It became a fun thing for me and some friends to do - on our own, without parents - in high school, and so I bought a pair of ice skates sometime in my mid-to-late teens.
And I think once or twice in college I went ice skating.
But before Wednesday, I'm pretty sure it had been a good 10 to 15 years since I had stepped on an ice rink.
The occasion was a birthday party for a classmate of my oldest daughter, and my middle daughter was invited to skate as well.
The girls were given helmets, and crates to lean against and help them balance as they skated. It was interesting to see how young kids are taught to skate. I never learned. I was a somewhat reckless teen who kind of figured it out as I went. As a result I'm sorely lacking in certain skills...but I'll get to that later.

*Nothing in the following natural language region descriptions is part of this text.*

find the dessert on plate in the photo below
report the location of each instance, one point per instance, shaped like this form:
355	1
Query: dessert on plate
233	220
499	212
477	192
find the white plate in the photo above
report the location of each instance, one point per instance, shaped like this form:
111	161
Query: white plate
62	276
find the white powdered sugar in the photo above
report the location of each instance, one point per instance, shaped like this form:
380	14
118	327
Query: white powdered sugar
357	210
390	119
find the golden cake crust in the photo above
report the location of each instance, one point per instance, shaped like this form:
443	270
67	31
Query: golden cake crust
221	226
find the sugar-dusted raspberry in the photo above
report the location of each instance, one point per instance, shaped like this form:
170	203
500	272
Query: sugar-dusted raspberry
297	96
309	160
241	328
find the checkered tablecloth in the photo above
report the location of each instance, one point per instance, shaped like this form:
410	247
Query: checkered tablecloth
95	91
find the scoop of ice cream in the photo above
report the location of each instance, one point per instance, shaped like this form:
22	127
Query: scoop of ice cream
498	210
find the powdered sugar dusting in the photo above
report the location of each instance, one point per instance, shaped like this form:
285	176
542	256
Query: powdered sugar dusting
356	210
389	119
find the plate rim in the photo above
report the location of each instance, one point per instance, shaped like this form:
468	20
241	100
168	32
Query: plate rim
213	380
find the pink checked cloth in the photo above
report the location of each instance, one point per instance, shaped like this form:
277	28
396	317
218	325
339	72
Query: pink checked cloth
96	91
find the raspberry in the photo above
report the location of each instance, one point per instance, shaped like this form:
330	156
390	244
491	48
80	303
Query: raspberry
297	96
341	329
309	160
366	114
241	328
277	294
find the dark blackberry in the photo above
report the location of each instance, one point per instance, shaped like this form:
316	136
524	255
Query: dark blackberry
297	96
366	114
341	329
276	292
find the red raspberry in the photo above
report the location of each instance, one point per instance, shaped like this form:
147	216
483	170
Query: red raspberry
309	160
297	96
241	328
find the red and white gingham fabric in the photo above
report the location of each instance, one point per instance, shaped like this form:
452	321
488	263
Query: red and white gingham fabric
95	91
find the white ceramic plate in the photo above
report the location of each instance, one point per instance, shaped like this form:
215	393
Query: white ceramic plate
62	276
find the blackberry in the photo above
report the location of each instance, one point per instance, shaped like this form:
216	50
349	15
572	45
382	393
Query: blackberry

The act of skating wasn't new for me - it was the fact that I got on the ice with my girls that was such a big deal here. They can be somewhat cautious, my daughters, and are reluctant to try something that sounds like it might be way out of their realm of expertise. (Gee, I wonder where they get that from.) But given an impetus - like the good kind of peer pressure at a friend's birthday party - they expand their comfort zone a little bit.
The jury is still out on whether they'll agree to take lessons...but it was a successful start. They've now been on the ice, and I at least have some ground to stand on if I want to take them again. "Remember that time you had so much fun skating at the birthday party...?"
As for me, it was successful on that front too. I was never able to skate backwards, but after giving it some logical thought on Wednesday, I managed to glide in reverse a couple of times. I don't know how to come to a hard stop, but I managed to fake it well enough so I didn't have to go slamming into the boards like some of the 5-year-olds.
And of course, my biggest measuring stick of how I fared hasn't changed over the past however many years since I last stepped onto the ice: I didn't fall down once.